IXAZOMID APPROVED FOR MYELOMA

The U.S. Food and Drug Administration (FDA) granted approval for ixazomib (Ninlaro) in combination with two other agents to treat patients with multiple myeloma who have received at least one prior therapy.

“As we learn more about the underlying biology of multiple myeloma, we are encouraged to see the development of new ways to treat this disease,” said Richard Pazdur, MD, Director of the Office of Hematology and Oncology Products in FDA’s Center for Drug Evaluation and Research. “Today’s approval is the third drug for multiple myeloma approved this year and provides patients with a new oral treatment that slows disease progression when other therapy has failed.” The FDA approved panobinostat (Farydak) in February and daratumumab (Darzalex) earlier in November.

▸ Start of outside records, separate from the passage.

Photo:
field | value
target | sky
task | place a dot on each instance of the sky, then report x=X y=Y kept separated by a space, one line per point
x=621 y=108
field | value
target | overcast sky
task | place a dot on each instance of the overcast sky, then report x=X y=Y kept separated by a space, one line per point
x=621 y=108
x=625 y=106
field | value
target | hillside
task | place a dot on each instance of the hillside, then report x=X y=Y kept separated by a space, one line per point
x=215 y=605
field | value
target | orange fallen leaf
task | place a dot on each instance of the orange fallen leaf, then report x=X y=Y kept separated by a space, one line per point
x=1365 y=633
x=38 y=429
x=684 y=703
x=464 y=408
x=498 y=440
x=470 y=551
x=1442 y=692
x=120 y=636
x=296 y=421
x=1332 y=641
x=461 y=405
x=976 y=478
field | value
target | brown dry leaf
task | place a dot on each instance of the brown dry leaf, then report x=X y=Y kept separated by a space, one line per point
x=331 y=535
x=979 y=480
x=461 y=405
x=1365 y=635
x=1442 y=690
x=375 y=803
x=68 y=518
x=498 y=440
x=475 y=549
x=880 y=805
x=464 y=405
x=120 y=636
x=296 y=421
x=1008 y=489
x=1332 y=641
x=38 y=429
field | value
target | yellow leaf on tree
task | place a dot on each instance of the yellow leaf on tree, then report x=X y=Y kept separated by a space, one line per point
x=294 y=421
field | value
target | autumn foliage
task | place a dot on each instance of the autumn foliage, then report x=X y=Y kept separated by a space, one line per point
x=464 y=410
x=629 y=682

Ixazomib is a proteasome inhibitor that works by blocking enzymes from multiple myeloma cells, hindering their ability to grow and survive. Ixazomib is the first oral proteasome inhibitor and is approved in combination with another FDA-approved treatment for multiple myeloma, lenalidomide (Revlimid), plus the corticosteroid dexamethasone.

Clinical Study Details

The safety and efficacy of ixazomib were demonstrated in an international, randomized, double-blind clinical trial of 722 patients whose multiple myeloma did not respond to one to three previous treatments. Study participants received either ixazomib in combination with lenalidomide and dexamethasone, or placebo plus lenalidomide and dexamethasone. Those taking ixazomib showed a significant improvement in progression-free survival (average, 20.6 months) compared to participants taking the other regimen (14.7 months).

The most common side effects of ixazomib are diarrhea, constipation, thrombocytopenia, peripheral neuropathy, nausea, peripheral edema, vomiting, and back pain.